A survey released by the Brazilian religious advocacy group Pastoral Land Commission (CPT) showed that only 117 of the 1,468 murder cases in land conflicts in Brazil between 1985 and 2018 made it to trial. The conflicts in the period resulted in 1,940 dead, but suspects in only 8 percent of the cases were brought before a court in over three decades, the report showed.
José Batista Afonso, a lawyer with the CPT and one of the producers of the report, said violent crimes in land conflicts are actually under-reported, because most of them are committed in very remote areas, like parts of the Amazon region.
Pará state, in northern Brazil, recorded 39 percent of all rural murder crimes in the period -- 724 cases -- but suspects in only 22 cases, or 3 percent, were brought to trial.
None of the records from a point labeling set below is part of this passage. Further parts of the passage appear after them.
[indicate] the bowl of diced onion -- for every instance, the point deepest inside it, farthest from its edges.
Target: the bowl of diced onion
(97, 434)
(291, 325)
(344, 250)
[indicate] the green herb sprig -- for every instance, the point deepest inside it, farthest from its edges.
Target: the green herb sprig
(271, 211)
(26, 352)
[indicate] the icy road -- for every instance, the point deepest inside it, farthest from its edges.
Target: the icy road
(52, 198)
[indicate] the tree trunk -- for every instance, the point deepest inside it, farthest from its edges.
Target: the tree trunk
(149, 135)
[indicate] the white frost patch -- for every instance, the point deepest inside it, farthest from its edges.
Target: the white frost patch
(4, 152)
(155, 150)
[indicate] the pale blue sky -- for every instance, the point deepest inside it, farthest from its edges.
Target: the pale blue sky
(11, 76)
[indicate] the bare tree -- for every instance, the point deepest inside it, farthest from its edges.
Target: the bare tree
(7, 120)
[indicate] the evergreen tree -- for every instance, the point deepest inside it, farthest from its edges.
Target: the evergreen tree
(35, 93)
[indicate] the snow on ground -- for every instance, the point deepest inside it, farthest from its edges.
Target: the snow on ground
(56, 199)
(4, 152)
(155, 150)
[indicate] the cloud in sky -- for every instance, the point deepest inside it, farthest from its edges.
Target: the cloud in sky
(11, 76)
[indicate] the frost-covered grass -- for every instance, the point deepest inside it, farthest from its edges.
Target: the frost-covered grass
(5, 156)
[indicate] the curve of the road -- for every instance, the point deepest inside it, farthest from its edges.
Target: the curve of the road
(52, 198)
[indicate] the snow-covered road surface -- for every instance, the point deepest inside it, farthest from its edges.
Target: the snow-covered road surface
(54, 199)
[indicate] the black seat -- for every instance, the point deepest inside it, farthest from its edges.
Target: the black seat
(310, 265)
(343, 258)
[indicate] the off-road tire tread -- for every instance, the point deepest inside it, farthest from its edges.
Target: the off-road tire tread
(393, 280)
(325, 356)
One of the most infamous cases in Brazil’s recent history of land conflicts also took place in Pará state. On Apr. 17, 1996, a police operation killed 21 landless workers and injured more than 60. The mass killing shocked the world. Only two military police officers were convicted, while 142 law enforcement agents who took part in the deadly operation were acquitted. The governor of the state and the security secretary at the time, who authorized the massacre, were never brought to justice.
Other states with alarming rates are Maranhão, with 168 reported deaths in the period, but only 3.5 percent of court decisions, and Rondônia, where 153 people were killed in land conflicts, but only two cases made it to trial (1.3 percent). In Bahia, only two cases were brought before a judge in 33 years, while the state reported 130 rural murders.
The CPT survey also showed that, among the cases that actually made it to trial in the 1985-2018 period, 34 people who ordered crimes and 101 contract killers were convicted, while 16 defendants accused of ordering murders and 204 hitmen were acquitted.